Eve Ensler (b. May 25, 1953 in New York) is an American playwright, performer, feminist and activist, best known for her play The Vagina Monologues.
Ensler is a prominent anti-violence activist. In 1998, her experience performing The Vagina Monologues inspired her to create V-Day, a global movement to stop violence against women and girls. V-Day raises funds and awareness through annual benefit productions of The Vagina Monologues.
The ‘V’ in V-Day stands for Vagina,and stopping Violence against Vaginas.

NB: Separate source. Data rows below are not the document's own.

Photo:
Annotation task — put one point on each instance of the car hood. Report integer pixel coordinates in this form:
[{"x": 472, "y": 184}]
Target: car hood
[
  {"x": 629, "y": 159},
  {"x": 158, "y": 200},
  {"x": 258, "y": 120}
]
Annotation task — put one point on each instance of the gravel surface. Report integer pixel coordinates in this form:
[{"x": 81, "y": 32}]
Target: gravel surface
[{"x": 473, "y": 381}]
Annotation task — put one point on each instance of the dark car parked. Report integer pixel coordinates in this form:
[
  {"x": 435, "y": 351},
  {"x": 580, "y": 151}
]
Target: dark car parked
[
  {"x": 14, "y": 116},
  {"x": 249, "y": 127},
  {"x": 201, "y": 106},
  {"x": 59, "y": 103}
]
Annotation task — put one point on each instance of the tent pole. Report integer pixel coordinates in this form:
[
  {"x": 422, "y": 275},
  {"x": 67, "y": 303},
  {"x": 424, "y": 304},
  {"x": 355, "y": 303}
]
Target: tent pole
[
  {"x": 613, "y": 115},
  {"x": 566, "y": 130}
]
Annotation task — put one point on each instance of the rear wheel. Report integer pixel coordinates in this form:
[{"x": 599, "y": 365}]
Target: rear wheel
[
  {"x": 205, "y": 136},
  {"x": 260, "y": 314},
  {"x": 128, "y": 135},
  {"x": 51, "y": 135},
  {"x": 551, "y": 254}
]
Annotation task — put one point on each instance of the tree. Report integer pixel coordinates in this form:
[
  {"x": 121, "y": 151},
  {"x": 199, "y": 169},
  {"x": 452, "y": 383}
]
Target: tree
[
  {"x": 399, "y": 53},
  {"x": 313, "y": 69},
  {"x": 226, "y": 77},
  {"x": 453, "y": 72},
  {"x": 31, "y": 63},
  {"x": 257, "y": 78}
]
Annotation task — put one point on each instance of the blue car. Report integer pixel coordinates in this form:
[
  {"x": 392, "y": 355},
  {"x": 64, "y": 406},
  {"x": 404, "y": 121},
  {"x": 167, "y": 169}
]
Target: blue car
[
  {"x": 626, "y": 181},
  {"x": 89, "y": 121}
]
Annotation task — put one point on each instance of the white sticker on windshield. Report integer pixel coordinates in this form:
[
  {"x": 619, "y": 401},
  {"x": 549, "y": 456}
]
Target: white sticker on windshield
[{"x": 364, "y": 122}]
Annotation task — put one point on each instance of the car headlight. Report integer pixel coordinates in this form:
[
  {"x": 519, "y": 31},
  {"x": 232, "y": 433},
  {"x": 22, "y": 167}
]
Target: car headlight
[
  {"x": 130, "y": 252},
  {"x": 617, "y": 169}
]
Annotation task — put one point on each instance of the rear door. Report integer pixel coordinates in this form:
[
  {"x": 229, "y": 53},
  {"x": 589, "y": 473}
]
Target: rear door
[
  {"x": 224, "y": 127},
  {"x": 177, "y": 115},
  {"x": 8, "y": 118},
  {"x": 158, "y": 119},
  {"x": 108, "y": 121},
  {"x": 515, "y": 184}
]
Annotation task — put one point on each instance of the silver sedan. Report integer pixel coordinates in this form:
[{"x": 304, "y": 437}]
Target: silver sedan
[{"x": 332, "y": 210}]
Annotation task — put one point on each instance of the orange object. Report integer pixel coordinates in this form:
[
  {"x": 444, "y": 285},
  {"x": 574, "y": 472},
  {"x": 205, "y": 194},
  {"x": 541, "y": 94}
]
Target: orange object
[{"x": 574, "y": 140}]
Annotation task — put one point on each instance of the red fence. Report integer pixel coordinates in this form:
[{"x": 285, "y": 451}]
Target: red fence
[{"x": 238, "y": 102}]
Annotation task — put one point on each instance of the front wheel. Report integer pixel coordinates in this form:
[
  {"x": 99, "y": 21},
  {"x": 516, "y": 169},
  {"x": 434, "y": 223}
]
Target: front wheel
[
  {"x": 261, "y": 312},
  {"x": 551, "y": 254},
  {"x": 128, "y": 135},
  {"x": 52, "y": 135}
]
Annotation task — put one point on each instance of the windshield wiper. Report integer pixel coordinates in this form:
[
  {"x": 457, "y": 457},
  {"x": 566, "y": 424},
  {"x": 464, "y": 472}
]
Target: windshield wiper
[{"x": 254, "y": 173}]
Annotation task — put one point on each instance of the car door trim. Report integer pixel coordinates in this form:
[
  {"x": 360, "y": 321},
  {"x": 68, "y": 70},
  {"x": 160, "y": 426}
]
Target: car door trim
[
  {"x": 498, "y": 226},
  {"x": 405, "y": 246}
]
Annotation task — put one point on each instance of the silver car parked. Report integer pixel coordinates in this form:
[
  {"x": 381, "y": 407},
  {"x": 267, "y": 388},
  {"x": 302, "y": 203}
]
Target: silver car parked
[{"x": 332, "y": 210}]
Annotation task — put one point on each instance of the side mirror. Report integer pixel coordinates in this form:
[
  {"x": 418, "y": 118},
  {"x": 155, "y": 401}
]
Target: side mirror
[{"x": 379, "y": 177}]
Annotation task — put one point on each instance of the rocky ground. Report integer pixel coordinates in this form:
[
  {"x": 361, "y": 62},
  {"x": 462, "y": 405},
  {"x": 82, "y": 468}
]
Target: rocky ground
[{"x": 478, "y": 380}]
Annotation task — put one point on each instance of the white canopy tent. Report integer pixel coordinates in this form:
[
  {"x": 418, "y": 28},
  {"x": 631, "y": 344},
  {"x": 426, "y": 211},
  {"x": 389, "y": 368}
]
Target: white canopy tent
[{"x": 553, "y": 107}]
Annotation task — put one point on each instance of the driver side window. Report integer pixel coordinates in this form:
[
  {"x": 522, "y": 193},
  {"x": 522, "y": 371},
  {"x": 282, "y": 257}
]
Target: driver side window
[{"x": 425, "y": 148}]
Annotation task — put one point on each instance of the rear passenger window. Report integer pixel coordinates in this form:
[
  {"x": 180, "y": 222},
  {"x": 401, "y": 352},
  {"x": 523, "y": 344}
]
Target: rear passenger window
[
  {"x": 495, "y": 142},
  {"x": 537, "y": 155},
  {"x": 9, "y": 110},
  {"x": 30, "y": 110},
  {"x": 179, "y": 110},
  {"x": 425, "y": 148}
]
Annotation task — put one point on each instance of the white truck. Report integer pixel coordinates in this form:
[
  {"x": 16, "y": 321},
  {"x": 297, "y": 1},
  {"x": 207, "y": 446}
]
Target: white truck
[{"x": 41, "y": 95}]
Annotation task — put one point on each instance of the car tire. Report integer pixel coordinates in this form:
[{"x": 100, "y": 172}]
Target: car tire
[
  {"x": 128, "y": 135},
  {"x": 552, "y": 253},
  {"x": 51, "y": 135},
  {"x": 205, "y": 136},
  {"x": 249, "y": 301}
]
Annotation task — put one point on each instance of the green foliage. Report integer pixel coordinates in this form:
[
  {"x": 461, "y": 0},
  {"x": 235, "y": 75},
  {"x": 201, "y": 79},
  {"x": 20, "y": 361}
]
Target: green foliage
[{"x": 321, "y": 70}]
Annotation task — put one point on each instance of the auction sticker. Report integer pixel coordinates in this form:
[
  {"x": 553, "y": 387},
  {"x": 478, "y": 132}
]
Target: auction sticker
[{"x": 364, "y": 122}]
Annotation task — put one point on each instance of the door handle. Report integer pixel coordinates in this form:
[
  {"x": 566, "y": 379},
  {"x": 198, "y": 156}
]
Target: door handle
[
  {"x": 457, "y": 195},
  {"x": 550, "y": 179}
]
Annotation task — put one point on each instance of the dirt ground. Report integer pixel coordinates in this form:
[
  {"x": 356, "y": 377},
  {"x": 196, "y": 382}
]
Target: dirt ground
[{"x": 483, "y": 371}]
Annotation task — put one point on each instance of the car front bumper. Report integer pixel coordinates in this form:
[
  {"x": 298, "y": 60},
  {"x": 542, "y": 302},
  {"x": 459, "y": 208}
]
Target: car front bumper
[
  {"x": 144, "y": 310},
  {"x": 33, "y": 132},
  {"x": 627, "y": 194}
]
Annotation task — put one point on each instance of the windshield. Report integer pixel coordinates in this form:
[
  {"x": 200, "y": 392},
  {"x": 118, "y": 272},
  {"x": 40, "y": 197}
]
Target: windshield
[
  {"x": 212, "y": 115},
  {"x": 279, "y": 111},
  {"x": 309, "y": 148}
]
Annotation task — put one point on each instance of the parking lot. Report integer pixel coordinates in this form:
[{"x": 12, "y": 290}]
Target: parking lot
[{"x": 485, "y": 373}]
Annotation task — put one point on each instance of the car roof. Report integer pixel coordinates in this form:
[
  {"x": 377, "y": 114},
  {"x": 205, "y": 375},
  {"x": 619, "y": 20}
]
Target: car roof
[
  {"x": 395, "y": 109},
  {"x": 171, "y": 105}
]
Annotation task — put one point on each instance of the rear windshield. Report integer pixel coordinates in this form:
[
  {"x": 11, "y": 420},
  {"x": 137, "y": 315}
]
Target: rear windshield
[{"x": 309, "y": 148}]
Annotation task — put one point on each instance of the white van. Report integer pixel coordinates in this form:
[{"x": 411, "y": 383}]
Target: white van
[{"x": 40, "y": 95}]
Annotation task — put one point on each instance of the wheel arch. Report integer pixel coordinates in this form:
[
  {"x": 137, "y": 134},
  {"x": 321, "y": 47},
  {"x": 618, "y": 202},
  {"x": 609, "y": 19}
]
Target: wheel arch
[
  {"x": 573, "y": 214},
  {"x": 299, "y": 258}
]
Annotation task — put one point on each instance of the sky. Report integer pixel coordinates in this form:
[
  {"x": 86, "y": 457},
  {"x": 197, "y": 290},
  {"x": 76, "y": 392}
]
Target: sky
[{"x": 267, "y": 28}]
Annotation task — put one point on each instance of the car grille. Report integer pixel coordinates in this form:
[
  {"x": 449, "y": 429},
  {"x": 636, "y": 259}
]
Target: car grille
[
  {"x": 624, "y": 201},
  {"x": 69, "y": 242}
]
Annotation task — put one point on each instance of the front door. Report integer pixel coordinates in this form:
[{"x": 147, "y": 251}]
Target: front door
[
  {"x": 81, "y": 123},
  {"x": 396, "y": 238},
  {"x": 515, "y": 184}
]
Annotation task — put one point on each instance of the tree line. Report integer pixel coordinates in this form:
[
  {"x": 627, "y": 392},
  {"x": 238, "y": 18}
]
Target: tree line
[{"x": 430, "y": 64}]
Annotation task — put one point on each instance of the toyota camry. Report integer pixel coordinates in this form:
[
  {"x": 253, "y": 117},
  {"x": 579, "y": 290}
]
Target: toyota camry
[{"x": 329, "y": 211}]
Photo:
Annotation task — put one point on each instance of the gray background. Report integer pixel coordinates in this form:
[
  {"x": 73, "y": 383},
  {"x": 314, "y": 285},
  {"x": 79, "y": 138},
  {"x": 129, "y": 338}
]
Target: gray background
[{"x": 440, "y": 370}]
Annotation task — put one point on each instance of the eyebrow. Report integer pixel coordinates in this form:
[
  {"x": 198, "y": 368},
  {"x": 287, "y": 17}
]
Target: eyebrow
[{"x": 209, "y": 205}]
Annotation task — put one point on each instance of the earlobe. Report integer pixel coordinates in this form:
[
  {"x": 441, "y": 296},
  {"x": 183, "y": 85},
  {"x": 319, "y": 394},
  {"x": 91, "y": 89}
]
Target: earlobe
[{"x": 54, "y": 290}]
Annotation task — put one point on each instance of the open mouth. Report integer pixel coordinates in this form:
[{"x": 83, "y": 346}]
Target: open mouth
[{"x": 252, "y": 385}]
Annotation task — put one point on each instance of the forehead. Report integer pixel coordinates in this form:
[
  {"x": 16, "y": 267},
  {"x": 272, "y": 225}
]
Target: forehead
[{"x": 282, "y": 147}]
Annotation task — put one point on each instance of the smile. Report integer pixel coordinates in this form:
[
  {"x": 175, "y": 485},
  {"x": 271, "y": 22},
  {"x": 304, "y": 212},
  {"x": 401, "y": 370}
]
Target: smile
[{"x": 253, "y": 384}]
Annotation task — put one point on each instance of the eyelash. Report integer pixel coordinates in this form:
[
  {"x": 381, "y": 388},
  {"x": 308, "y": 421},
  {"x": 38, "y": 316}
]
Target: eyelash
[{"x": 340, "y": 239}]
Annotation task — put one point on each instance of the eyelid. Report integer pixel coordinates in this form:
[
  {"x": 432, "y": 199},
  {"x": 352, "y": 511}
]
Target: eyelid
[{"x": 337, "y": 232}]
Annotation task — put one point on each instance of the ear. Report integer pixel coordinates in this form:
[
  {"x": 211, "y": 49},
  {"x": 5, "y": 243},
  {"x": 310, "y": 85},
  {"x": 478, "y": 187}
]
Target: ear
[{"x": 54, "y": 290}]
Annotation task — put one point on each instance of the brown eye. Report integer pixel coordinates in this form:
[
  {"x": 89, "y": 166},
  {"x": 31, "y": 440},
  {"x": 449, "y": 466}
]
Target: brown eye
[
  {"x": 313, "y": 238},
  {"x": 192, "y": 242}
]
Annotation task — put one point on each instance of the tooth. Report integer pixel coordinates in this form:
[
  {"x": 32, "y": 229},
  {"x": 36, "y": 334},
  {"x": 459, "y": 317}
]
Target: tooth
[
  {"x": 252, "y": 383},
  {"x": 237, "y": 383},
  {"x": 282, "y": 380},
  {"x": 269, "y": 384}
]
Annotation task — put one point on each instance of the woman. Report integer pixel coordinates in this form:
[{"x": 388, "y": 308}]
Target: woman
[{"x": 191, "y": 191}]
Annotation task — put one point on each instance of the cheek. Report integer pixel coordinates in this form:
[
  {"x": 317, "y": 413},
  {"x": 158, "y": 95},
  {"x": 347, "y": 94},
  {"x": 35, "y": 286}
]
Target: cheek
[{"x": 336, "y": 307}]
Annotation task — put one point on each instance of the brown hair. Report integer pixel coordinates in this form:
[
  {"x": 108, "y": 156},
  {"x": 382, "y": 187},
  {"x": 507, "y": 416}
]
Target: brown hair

The Vagina Monologues includes a section entitled “The Little Coochie Snorcher that Could”. This portion of the play, as originally performed, has been criticized for including a lesbian “rape” scene of a 13-year-old girl by a 24-year-old woman who uses alcohol to lower the inhibitions of her victim. At the conclusion of the segment, the narrator (the grown-up thirteen year old girl) fondly reminisces about the rape, claiming that it helped to nurture her and help her grow as a woman, and finishes the play with the line, “If it was rape, it was good rape”. The segment received criticism not only for depicting any rape as “good”, but also for forming a double standard, as elsewhere in the play, male-on-female rape is depicted as not only inexcusable but the ultimate act of violence against women.